To do that, researchers in Baker’s lab use two machine-learning methods, detailed in an article in Science last July, that the team calls “constrained hallucination” and “in painting.”
Large language models are trained on troves of personal data hoovered from the internet. So I wanted to know: What does it have on me?
“Constrained hallucination” lets users do a random search among all possible protein sequences and favor sequences with certain functions. This “hallucination” makes it possible to explore the space of all possible protein structures, thanks to machine learning’s ability to crunch vast data sets. There are 20 amino acids, which can be combined into a massive number of possible sequences.
“Nature has only sampled … a tiny fraction. So if you limited the search to those sequences that exist in nature, you wouldn’t get anywhere,” Baker says.

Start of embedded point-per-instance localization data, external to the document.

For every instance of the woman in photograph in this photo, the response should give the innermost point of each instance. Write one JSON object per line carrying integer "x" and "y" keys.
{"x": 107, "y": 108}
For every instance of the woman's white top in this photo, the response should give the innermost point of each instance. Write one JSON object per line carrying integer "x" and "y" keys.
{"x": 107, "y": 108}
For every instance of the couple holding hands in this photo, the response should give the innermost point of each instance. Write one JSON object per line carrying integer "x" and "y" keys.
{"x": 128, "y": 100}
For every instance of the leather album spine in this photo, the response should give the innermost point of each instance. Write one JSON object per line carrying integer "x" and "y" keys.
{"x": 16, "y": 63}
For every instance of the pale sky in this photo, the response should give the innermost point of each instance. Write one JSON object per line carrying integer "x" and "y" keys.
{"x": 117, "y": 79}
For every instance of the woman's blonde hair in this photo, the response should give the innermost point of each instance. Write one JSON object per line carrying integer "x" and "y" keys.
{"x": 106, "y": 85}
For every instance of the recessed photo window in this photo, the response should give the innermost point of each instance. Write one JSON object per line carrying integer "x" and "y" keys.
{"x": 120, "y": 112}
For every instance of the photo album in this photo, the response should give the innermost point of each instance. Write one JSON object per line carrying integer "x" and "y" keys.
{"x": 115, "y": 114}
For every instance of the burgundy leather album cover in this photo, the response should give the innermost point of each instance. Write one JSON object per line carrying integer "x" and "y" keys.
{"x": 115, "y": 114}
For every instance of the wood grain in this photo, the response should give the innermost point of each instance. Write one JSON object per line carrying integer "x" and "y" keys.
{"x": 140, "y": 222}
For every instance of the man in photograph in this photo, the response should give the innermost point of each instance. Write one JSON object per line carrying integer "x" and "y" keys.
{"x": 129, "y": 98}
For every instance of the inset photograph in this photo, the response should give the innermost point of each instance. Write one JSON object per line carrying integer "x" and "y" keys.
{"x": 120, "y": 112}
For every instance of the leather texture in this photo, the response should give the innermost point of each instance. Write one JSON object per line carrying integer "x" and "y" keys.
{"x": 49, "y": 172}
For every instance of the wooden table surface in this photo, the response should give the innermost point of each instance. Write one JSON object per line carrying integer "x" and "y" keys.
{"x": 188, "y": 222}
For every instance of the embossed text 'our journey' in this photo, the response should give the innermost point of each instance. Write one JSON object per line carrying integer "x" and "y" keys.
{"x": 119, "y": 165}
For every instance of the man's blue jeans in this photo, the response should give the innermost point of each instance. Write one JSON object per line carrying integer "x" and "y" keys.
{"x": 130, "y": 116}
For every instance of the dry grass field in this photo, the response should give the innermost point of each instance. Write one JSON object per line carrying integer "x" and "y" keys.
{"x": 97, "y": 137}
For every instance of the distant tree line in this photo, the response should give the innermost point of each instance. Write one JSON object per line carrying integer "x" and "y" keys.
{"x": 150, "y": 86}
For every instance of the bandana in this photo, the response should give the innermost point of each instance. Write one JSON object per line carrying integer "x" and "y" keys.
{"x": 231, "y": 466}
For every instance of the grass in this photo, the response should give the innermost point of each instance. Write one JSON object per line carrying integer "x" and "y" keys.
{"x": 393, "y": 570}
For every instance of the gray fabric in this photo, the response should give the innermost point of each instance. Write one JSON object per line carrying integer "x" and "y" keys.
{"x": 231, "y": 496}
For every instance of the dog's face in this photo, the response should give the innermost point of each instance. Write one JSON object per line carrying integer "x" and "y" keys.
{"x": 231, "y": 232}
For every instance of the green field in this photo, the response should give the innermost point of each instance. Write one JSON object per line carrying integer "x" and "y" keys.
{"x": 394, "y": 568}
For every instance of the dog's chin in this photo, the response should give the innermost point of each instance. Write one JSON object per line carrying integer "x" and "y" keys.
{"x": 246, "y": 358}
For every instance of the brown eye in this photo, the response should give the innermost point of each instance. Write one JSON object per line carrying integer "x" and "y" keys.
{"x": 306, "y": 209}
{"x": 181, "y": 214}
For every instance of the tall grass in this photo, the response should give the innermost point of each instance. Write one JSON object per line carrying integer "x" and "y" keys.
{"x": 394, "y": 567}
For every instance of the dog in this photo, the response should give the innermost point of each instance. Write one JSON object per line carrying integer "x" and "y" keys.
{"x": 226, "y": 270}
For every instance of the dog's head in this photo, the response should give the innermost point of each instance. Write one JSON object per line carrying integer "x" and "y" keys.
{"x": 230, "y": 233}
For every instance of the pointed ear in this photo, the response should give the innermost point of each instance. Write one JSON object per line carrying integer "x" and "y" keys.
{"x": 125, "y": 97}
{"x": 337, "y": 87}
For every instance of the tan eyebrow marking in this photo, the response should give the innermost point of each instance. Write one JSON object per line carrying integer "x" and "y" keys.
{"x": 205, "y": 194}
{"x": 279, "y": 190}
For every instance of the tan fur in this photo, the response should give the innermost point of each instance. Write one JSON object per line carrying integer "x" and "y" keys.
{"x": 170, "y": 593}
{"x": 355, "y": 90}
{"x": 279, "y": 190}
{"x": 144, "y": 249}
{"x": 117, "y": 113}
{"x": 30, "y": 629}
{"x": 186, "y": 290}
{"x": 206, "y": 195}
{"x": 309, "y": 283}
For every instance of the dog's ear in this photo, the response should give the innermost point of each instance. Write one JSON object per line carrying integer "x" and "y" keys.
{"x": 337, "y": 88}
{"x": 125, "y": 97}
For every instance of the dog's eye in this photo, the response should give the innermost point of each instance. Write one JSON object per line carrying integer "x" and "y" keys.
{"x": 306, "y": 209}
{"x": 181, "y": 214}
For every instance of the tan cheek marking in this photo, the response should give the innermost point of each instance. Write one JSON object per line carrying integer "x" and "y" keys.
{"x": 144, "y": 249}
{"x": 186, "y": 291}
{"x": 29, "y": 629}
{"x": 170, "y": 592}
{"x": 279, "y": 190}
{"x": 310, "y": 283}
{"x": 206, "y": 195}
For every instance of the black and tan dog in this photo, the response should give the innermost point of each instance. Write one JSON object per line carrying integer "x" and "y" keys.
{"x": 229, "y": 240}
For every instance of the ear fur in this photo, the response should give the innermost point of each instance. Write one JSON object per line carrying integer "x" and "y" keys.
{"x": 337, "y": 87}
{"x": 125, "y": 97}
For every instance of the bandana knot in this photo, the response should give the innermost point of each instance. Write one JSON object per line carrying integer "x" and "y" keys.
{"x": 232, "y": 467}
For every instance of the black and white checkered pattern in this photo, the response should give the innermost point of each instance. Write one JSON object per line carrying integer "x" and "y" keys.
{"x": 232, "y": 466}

“In painting” works much like autocomplete in a word processor, but for protein structures and sequences. Using these methods, the researchers can create a completely new protein that hasn’t been seen in nature before, such as a giant ring-like structure.
Baker’s team is experimenting with whether those ring-like structures could be used as components of tiny machines that operate at the nanoscale. In the future, these nanomachines could be used to unclog arteries, for example.
The ability to use machine learning to design proteins in this way is “a very big deal,” says Lynne Regan, professor of biochemistry and biotechnology at the University of Edinburgh.
Machine learning will make the whole process a lot quicker and easier, and will allow researchers to create completely new proteins and structures on a much larger scale. The software is more than 200 times faster than the previous best tool and requires minimal user input, potentially lowering the barriers to entry for protein design.
“These contributions and others recently are transforming the field of biomolecular structure prediction and design,” says Jeffrey Gray, a professor of chemical and biomolecular engineering at Johns Hopkins University.
“The implications are dramatic in terms of understanding biology, health, and disease and in designing new molecules to reduce human suffering,” Gray says.
Gray says his lab will combine deep-learning tools they developed with ones from the Baker lab to better understand the immune system and immune-related diseases, and use AI to design therapeutics.
“AlphaFold launched biology into a new era by solving the protein structure predicting problem and demonstrating the transformative role that AI and [machine learning] will play in biology,” says Pushmeet Kohli, the head of DeepMind’s AI for Science team. “ProteinMPNN is another proof of this paradigm shift, designing proteins for specific tasks.”
ProteinMPNN, which is now available free on the open-source software repository GitHub, will give researchers the tools to make unlimited new designs. “The challenge, of course … is what are you going to design?” Baker says.
Correction: A previous version of this story stated that proteins consist ofhundreds of thousands of amino acids, when in fact they consist of hundreds tothousands of amino acids. Sorry.